Trump’s Trade Triumphs May Not Settle Markets for Long
After a winning week for President Donald Trump’s trade agenda, investors turn their attention to the World Economic Forum, where the conversation will tilt heavily toward climate challenges and assembled journalists crouch poised to score any exchanges between the president and activist-sailor Greta Thunberg.
But the signing of a China trade deal and the Senate ratification of the U.S.-Mexico-Canada Agreement hardly mean that markets can cruise blithely forward this year without more tariff turbulence. Don’t confuse trade truce with trade peace, and don’t count on the deal signed Wednesday to last through the rest of the year. By now, it would surprise most observers if this president resists further engagement with China as the election heats up and Democrats accuse him of caving to Beijing.
More pressing is a series of contentious issues with Europe that will surely get litigated in the corridors of Davos. The president has already threatened tariffs on wine and cheese in response to France’s digital trade tax, a dispute now potentially involving 140 countries since the OECD took over the question of how to tax mainly U.S. tech companies that shift profits to low-tax jurisdictions. Meanwhile, a 15-year-old dispute over subsidies to Airbus and Boeing may trigger retaliatory tariffs from both sides. Recall that the president is still also officially contemplating tariffs on European automobiles—allegedly on national security grounds.
Back to Asia, Washington is also negotiating the second phase of a trade deal with Japan, where the exchanges over car exports have often included tariff threats.
TRADE POLICY UNCERTAINTY INDEX (FED) 3 MO. AVG. DEC: 137.86

Source: Cornerstone Macro, Federal Reserve.
Uncertainty is lower than a year ago, according to an index concocted by the Fed to measure trade worries in media reports and earnings call transcripts. But we are still far from what was only recently considered normal. Strong consumers, steady earnings and cheap money may continue to drive market returns for now, but the cloud over capital spending lingers as firms scramble to mitigate tariff risks.
The good and the great of Davos will surely take their own measures of the Phase One China deal.
In fact, we will never really know if the president’s bare-fisted engagement with China delivers benefits that exceed the price of getting us to here—both immediate costs of tariffs and long-term disruption to the global trade understandings. Much will depend on what happens next. Did this confrontational round help set the relationship on a more cooperative course, moderating China’s most disruptive practices and establishing a better way to resolve disputes?
In many ways, the two sides now face even more nettlesome issues around Chinese government subsidies, cyber activity and technology supply chains. And they must deal with them having fewer relevant policy tools and even less mutual trust. There is no way of knowing if the more patient approach of previous administrations might have delivered more.
Critics see the Trump trade strategy as a costly experiment that badly hurt American farmers, violated rules of the World Trade Organization and delivered Chinese commitments that remain either unenforceable or firmly in line with what Beijing was planning anyway. Certainly, the language on currency manipulation is almost identical to what China has already said, and measures to open the financial sector have been underway for years.
The Administration spins the deal as a substantial step forward. There are specific commitments to ease burdens on U.S. agricultural exports, to crack down on intellectual property theft and to address disagreements through a new bilateral mechanism.
"Strong consumers, steady earnings and cheap money may continue to drive market returns for now, but the cloud over capital spending remains as firms scramble to avoid tariff risks."
Of course, it’s unfair to expect the president can solve all the problems in a single deal, and getting even previous commitments on paper isn’t a bad thing.
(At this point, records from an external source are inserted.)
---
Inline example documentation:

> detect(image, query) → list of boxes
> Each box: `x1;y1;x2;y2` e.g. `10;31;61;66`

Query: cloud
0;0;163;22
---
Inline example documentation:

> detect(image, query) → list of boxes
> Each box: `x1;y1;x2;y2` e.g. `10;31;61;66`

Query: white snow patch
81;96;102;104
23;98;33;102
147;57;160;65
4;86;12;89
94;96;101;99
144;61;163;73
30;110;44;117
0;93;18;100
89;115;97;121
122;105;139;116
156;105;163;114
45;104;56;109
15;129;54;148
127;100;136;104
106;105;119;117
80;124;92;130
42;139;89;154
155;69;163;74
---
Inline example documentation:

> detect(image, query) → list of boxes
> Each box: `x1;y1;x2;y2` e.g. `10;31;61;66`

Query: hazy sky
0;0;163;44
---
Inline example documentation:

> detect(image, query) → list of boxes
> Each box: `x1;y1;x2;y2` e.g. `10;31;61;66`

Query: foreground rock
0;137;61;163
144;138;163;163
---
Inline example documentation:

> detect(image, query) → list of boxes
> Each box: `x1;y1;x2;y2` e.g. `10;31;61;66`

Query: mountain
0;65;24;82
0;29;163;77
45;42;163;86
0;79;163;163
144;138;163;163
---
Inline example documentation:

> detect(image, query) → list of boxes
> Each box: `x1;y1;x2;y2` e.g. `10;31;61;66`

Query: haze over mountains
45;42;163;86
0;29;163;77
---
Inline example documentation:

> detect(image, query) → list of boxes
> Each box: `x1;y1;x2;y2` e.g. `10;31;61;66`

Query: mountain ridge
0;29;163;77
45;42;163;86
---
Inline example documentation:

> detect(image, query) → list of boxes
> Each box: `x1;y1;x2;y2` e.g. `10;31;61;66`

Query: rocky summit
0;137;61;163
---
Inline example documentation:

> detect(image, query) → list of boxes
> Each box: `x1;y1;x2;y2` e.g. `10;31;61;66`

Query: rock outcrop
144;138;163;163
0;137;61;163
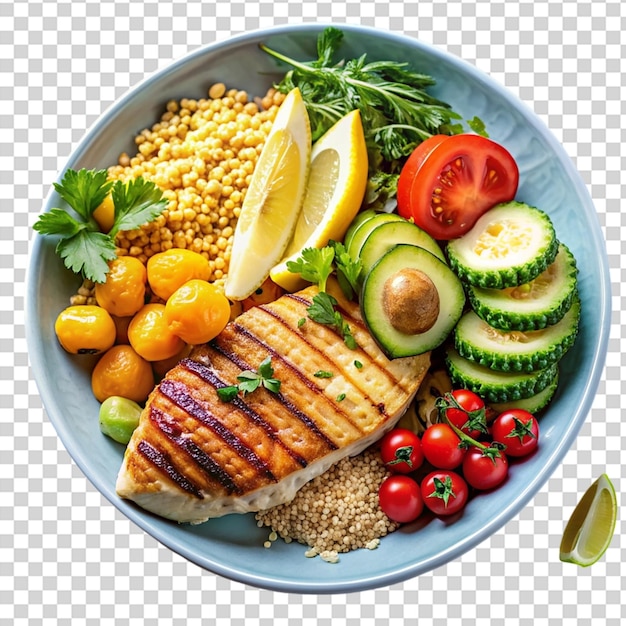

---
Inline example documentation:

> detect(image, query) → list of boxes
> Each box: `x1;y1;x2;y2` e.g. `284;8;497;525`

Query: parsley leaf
33;169;167;283
260;27;460;165
56;228;117;280
287;246;335;291
109;177;167;237
307;291;358;350
287;241;361;350
216;356;280;402
329;241;363;300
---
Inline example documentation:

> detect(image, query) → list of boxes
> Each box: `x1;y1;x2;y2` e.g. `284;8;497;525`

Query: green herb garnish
287;242;360;350
33;169;167;283
328;240;363;300
216;356;280;402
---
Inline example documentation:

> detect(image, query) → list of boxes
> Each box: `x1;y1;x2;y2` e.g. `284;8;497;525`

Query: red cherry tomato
438;389;487;439
421;470;469;515
463;447;509;491
396;135;450;206
491;409;539;457
397;133;519;240
422;423;466;469
378;474;424;524
380;428;424;474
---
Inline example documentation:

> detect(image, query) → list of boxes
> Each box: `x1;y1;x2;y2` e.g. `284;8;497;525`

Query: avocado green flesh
360;244;465;359
343;209;377;250
359;220;445;272
344;213;404;259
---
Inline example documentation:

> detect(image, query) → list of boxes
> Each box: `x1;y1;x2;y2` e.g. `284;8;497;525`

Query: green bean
99;396;142;445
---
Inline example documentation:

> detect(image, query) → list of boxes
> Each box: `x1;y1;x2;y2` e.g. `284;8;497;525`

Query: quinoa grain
256;449;399;562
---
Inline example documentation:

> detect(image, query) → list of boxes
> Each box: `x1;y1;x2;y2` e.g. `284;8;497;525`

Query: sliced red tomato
396;135;450;208
397;133;519;240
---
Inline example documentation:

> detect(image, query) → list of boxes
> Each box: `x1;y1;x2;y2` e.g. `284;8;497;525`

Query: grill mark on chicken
284;292;412;392
116;280;430;523
258;306;400;415
159;378;277;482
149;406;242;495
188;341;338;454
137;440;204;500
180;356;308;467
227;316;363;432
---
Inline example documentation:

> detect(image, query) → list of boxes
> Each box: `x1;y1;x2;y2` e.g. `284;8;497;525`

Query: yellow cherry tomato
95;256;147;317
165;280;230;345
151;344;192;380
241;278;285;311
91;345;154;402
147;248;211;301
127;302;185;360
54;304;116;354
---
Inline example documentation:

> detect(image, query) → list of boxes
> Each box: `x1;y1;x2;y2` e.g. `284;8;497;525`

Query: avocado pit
382;267;439;335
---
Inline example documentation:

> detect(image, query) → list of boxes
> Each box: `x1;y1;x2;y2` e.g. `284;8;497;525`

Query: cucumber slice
359;220;446;274
454;298;580;372
343;209;377;250
446;202;558;289
344;213;404;260
489;371;559;415
446;348;558;404
360;244;465;359
467;243;578;331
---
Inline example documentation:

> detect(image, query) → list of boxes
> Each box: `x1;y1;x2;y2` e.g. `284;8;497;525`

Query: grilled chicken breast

The Administration also insists that its new enforcement mechanism will be more effective than all the previous designs for bilateral consultations because it can deploy fresh U.S. tariffs.
But that also highlights the risks for markets.
Rather than define new rules of behavior that strengthen global markets, as most trade agreements aspire to do, this deal is narrowly transactional and not terribly balanced. By one count, the English version enumerates 105 times where “China shall,” 60 instances of “the Parties shall,” and only five mentions that “the United States shall.” It also includes a sales ticket for $200 billion in Chinese purchases over the next two years that will likely just divert orders from elsewhere.
China was dragged into this deal kicking and screaming and has delivered relatively modest commitments. Meanwhile, key Chinese leaders have likely learned they cannot count on the U.S. as a partner for its long-term growth plans.
It doesn’t feel like we are headed for a period of great cooperation. Liu He, China’s top trade negotiator, may put a different spin on things as he leads the Chinese government’s delegation to Davos. But don’t bet on it.